Kinetic stabilization of amyloidogenic immunoglobulin light chains (LCs) through small molecule binding may become the first treatment for the proteinopathy component of light chain amyloidosis (AL). Kinetic stabilizers selectively bind to the native state over the misfolding transition state, slowing denaturation. Prior λ full-length LC dimer (FL LC₂) kinetic stabilizers exhibited considerable plasma protein binding. We hypothesized that the coumarin "aromatic core" of the stabilizers was responsible for the undesirable plasma protein binding.
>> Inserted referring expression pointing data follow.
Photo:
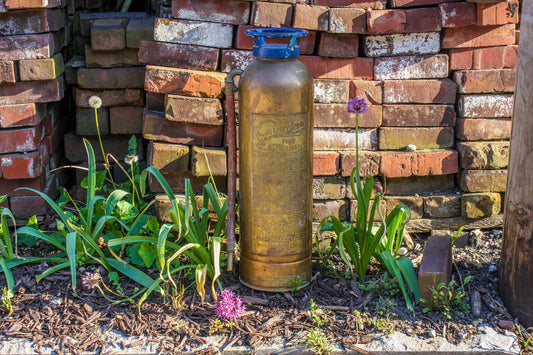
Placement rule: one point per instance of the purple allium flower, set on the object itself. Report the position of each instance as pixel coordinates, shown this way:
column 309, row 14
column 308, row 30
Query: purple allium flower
column 357, row 105
column 229, row 306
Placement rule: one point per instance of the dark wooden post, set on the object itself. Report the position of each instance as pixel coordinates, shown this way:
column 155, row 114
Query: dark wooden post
column 516, row 266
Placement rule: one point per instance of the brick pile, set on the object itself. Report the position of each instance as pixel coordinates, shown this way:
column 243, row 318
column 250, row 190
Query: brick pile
column 438, row 75
column 33, row 36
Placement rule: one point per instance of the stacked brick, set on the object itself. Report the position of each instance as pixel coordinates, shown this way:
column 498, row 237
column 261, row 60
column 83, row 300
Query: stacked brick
column 110, row 70
column 33, row 35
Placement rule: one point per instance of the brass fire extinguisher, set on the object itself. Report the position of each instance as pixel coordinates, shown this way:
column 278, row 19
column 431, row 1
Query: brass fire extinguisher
column 275, row 157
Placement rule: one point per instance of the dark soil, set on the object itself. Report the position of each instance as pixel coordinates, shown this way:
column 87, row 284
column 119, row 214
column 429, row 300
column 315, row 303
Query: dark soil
column 47, row 312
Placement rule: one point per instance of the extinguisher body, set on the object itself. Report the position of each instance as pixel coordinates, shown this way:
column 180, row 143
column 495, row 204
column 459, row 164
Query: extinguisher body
column 275, row 178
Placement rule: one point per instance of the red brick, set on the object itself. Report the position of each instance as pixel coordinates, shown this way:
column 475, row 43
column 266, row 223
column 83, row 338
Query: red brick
column 418, row 115
column 336, row 116
column 393, row 138
column 31, row 21
column 306, row 43
column 265, row 14
column 26, row 46
column 419, row 163
column 24, row 165
column 31, row 92
column 338, row 45
column 122, row 97
column 107, row 35
column 8, row 73
column 126, row 119
column 156, row 127
column 458, row 14
column 21, row 115
column 497, row 13
column 485, row 81
column 419, row 91
column 194, row 110
column 311, row 17
column 386, row 21
column 116, row 78
column 423, row 20
column 478, row 36
column 483, row 129
column 225, row 11
column 325, row 163
column 347, row 20
column 339, row 68
column 178, row 55
column 184, row 82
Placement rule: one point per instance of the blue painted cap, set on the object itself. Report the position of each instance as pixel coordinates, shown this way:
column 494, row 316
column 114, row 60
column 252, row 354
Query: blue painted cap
column 280, row 51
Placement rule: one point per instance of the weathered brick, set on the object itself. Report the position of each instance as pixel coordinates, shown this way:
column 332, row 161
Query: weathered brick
column 111, row 59
column 225, row 11
column 478, row 36
column 336, row 116
column 244, row 41
column 325, row 208
column 311, row 17
column 483, row 129
column 419, row 91
column 25, row 165
column 20, row 47
column 419, row 163
column 414, row 203
column 458, row 14
column 499, row 13
column 116, row 78
column 265, row 14
column 339, row 45
column 208, row 161
column 329, row 188
column 339, row 68
column 324, row 139
column 402, row 44
column 235, row 59
column 411, row 67
column 8, row 74
column 22, row 115
column 483, row 180
column 156, row 127
column 423, row 20
column 209, row 34
column 481, row 204
column 330, row 91
column 86, row 121
column 325, row 163
column 32, row 92
column 436, row 265
column 442, row 206
column 178, row 55
column 385, row 21
column 485, row 105
column 108, row 35
column 485, row 81
column 368, row 163
column 41, row 69
column 126, row 119
column 393, row 138
column 120, row 97
column 483, row 155
column 419, row 184
column 418, row 115
column 138, row 30
column 31, row 21
column 184, row 82
column 347, row 20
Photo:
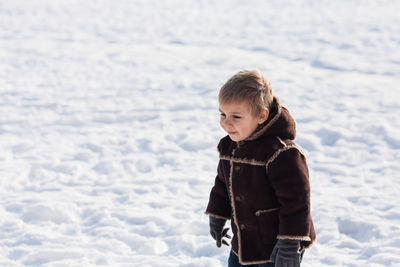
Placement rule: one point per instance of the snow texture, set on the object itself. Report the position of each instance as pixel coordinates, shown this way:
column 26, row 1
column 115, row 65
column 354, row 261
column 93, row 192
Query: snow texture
column 109, row 125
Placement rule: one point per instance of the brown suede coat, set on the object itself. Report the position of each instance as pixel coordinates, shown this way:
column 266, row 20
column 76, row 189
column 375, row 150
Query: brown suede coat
column 263, row 187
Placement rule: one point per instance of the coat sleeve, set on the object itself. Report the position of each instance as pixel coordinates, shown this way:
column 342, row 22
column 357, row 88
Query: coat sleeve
column 289, row 177
column 219, row 203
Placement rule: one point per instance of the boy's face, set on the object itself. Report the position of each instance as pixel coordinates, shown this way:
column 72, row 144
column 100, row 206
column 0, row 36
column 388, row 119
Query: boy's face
column 238, row 121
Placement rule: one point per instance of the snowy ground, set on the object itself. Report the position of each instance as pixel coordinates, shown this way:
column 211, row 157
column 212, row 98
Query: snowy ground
column 109, row 125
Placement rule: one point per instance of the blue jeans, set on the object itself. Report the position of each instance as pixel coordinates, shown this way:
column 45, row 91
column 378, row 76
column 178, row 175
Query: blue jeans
column 233, row 261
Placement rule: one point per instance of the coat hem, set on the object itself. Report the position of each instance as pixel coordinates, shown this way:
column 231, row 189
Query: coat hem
column 294, row 237
column 250, row 262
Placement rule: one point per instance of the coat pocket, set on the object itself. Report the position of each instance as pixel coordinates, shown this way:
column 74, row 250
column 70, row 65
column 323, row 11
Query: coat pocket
column 268, row 224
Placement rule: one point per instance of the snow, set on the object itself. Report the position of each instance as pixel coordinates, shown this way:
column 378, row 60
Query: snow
column 109, row 125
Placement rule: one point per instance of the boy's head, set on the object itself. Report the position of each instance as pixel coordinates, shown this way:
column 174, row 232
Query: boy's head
column 249, row 86
column 244, row 102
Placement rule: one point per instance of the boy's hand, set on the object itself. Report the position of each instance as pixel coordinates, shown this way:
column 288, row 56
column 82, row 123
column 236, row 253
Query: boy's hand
column 218, row 231
column 286, row 253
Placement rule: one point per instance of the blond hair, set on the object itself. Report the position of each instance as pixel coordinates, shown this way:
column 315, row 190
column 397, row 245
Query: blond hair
column 250, row 86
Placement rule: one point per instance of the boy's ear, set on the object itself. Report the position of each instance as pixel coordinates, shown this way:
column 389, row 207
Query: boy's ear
column 263, row 116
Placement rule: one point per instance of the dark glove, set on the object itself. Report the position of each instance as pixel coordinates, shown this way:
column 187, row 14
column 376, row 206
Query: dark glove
column 286, row 253
column 218, row 231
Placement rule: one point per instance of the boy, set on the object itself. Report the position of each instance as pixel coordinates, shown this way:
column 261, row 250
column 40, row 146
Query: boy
column 262, row 184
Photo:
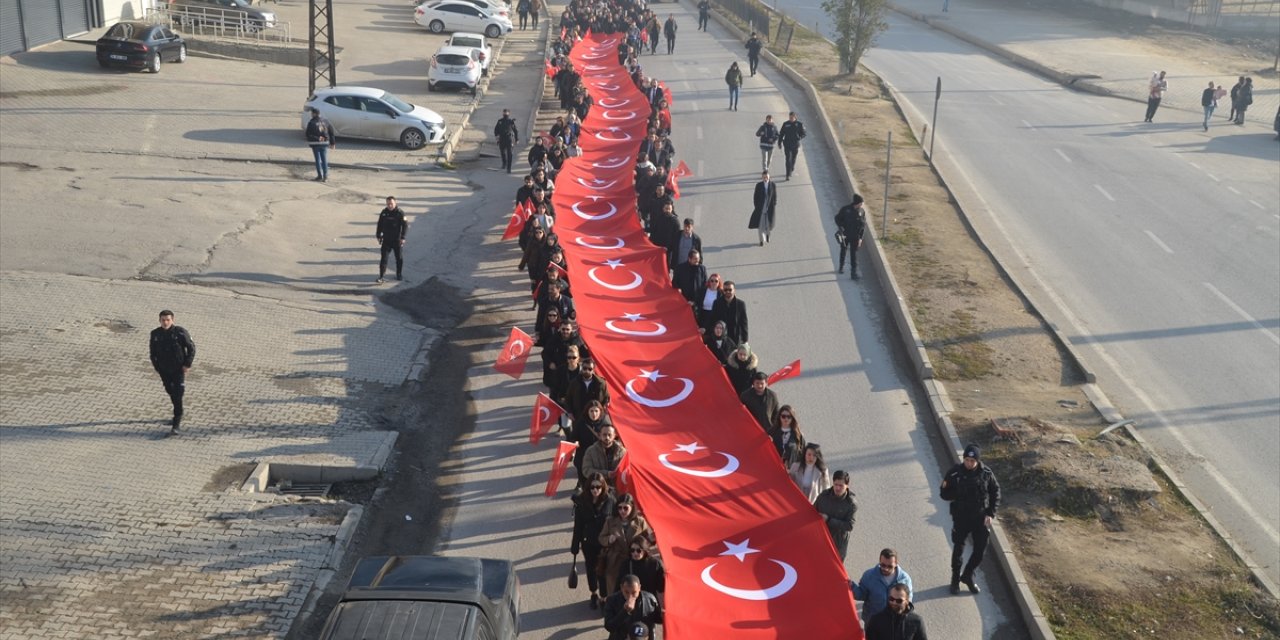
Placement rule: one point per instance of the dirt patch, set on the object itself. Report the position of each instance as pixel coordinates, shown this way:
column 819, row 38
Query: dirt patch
column 1110, row 549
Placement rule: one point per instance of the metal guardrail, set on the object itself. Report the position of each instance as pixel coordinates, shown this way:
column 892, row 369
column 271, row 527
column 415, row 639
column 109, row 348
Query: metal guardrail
column 218, row 23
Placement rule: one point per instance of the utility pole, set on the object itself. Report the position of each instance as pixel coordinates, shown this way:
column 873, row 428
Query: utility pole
column 320, row 27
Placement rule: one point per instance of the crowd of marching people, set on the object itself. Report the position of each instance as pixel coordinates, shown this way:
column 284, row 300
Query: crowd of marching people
column 624, row 567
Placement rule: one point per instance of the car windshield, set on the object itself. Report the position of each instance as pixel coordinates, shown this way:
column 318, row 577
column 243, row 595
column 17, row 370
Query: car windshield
column 452, row 59
column 402, row 106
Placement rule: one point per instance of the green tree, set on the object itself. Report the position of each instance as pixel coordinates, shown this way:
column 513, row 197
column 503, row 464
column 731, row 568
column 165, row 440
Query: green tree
column 858, row 23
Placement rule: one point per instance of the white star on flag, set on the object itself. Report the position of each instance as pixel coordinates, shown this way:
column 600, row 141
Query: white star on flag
column 739, row 551
column 689, row 448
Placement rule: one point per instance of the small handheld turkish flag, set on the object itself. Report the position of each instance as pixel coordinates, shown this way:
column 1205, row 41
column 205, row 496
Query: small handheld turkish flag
column 787, row 371
column 563, row 456
column 672, row 186
column 622, row 480
column 517, row 220
column 547, row 414
column 513, row 355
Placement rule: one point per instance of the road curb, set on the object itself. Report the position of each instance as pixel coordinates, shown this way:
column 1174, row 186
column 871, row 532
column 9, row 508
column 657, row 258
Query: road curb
column 940, row 403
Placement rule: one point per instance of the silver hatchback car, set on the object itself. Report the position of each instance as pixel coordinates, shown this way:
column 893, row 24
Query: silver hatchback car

Here, we describe structure-activity relationship (SAR) data initially focused on replacing the coumarin aromatic core. 2-pyridones proved suitable replacements. We subsequently optimized the "anchor substructure" in the context of 2-pyridones, resulting in potent λ FL LC₂ kinetic stabilizers exhibiting reduced plasma protein binding. The 3-methyl- or 3-ethyl-3-phenylpyrrolidine-2-pyridone scaffold stabilized multiple AL patient-derived λ FL LC₂s in human plasma. This, coupled with X-ray crystallographic data, indicates that 3-alkyl-3-phenylpyrrolidine-2-pyridone-based stabilizers are promising candidates for treating the proteinopathy component of AL.